Wiktor Janukowycz podpisał ustawę o reorganizacji największego koncernu Ukrainy - państwowego Naftogazu. Jak podała agencja Unian, w ustawie oddzielnie wpisano zakaz prywatyzacji aktywu.
Kontrowersyjna ustawa wzbudziła na Ukrainie protesty opozycji i niepokój 175 tys. pracowników Naftogazu. Pomimo to 13 kwietnia Rada Najwyższa przyjęła dokument; wprowadziła jednak artykuł o zakazie prywatyzacji. Wcześniej władze planowały zachować tylko prawo do przekazania magistrali gazowych w dzierżawę. Tu zainteresowany był jeden - rosyjski Gazprom.
Teraz Rosjanom nie tylko zamknięto drogę do kontroli magistrali tranzytowych, ale także, w momencie podziału Naftogazu na spółki wydobywczą i transportową, ważność straci umowa na dostawy rosyjskiego gazu. Podpisały ją bowiem w 2009 r - Naftogaz i Gazprom.
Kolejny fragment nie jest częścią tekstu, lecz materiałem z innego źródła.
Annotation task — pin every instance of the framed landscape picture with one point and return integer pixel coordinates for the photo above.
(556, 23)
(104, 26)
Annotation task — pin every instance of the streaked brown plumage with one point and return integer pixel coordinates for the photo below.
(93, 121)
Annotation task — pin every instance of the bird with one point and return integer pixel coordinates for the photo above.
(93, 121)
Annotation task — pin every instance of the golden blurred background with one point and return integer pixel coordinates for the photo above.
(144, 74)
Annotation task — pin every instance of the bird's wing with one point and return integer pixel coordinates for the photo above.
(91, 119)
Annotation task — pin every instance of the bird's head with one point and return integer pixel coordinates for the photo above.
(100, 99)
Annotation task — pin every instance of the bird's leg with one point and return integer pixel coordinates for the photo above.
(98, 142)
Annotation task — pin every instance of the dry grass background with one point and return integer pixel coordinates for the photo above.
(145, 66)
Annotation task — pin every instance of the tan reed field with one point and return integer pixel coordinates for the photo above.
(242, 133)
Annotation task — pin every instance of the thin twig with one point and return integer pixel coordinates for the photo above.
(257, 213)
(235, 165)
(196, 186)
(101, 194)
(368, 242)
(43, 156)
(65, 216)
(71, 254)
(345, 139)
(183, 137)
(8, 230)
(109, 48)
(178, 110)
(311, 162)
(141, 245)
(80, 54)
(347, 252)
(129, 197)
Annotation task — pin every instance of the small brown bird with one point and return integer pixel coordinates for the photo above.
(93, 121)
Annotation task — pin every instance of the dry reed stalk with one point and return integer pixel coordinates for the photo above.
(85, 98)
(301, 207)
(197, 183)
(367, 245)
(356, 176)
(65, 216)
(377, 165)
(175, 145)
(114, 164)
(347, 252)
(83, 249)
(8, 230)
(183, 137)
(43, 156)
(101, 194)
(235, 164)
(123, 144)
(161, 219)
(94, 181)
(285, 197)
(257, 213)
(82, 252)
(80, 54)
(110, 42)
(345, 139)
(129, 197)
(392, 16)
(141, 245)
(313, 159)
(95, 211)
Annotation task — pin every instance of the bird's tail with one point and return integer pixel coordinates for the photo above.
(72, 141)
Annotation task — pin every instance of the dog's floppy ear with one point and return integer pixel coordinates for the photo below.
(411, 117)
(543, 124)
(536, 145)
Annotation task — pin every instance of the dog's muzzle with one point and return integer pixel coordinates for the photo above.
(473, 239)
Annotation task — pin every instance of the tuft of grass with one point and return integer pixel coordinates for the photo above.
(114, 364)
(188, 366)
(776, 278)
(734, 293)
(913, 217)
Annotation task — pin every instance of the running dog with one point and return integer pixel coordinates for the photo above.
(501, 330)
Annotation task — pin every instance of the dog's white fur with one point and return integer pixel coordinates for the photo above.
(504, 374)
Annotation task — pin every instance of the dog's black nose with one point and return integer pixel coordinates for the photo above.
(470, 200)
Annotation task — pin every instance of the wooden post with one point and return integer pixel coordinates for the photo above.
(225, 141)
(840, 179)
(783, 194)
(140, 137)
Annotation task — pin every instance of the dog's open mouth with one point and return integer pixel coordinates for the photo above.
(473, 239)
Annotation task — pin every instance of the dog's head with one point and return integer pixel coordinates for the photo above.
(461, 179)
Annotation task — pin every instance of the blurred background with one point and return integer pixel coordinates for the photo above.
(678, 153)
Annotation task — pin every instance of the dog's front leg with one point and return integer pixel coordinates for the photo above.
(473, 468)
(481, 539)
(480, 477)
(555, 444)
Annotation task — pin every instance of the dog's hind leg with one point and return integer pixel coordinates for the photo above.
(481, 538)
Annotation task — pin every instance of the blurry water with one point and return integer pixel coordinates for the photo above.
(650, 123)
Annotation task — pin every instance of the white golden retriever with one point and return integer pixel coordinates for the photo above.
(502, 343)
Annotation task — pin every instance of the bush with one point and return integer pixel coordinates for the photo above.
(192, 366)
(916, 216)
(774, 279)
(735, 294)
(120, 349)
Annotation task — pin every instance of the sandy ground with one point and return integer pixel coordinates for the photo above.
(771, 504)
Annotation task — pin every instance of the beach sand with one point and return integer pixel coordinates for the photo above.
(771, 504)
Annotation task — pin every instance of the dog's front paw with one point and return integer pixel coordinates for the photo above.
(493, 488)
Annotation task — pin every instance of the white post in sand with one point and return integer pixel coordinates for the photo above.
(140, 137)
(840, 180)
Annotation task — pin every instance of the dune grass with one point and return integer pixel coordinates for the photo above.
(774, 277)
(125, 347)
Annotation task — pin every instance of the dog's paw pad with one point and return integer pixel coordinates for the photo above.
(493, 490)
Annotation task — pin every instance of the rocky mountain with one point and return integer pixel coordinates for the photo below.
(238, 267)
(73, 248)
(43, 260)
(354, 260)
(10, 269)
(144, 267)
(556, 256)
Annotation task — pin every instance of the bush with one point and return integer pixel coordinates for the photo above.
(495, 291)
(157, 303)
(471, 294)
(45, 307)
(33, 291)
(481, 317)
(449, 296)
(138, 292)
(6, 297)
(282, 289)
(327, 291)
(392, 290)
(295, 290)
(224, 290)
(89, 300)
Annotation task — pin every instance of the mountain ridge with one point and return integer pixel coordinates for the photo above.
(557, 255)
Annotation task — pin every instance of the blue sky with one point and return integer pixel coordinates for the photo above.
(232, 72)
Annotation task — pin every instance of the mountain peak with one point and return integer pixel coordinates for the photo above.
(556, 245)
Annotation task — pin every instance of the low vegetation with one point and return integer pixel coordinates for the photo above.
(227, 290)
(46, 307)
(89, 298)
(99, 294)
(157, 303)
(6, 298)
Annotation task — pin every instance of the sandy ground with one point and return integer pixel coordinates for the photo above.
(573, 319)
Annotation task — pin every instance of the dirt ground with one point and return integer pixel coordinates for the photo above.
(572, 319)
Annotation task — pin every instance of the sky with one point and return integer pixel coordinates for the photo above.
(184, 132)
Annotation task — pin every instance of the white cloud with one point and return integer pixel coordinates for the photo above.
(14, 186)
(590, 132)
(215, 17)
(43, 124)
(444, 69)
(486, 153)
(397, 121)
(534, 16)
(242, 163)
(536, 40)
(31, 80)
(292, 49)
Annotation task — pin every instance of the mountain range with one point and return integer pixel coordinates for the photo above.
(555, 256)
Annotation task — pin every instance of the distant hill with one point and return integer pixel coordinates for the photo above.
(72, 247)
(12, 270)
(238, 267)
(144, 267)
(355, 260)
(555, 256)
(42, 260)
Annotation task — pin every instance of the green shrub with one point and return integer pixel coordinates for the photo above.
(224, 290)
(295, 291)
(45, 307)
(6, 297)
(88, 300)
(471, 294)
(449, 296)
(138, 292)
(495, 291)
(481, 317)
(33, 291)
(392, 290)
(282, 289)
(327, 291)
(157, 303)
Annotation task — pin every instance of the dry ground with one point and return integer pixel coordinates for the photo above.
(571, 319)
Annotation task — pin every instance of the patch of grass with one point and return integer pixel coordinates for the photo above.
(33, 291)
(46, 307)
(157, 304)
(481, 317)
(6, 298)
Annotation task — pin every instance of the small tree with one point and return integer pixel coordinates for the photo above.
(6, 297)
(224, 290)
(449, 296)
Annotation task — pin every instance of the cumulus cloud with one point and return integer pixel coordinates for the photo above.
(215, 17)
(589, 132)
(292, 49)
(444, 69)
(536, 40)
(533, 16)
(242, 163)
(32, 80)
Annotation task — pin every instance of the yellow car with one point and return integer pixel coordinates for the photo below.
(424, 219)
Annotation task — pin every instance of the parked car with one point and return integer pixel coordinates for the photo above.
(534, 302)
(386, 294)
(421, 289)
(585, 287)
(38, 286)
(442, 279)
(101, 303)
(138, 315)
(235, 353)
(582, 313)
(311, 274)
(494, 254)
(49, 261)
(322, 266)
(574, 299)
Sytuację wymusił sam Gazprom. Wobec braku porozumienia z Moskwą o niższych cenach na kupowany gaz, Kijów poszedł na wariant konfrontacyjny. Likwidację koncernu, tłumaczy, podobnie jak władze litewskie likwidację Lietuvos Dujos - koniecznością wykonania obowiązków w ramach Europejskiej Wspólnoty Energetycznej. Przyjęty tam Trzeci Pakiet Energetyczny nakazuje rozdzielenie działalności przesyłowej od dostaw gazu. Naftogaz ma pięć zakładów przerobu gazu i ropy, sieć stacji benzynowych, wydobywa 90 proc. ropy i gazu Ukrainy. Kieruje magistralami tranzytowymi.
Naftogaz zostanie więc podzielony i zniknie z gospodarczego krajobrazu Ukrainy. W lutym Rosjanie przedstawili w Kijowie propozycję udzielenia zniżki w wysokości 10 proc.. Ukraina płaciłaby wtedy 375 dol./1000 m3. Teraz cena za pierwszy kwartał to 416 dol.; w drugim i trzecim na wzrosnąć do 418 dol. a w ostatnim spaść do 413 dol..Ukraina chce płacić 230-250 dol.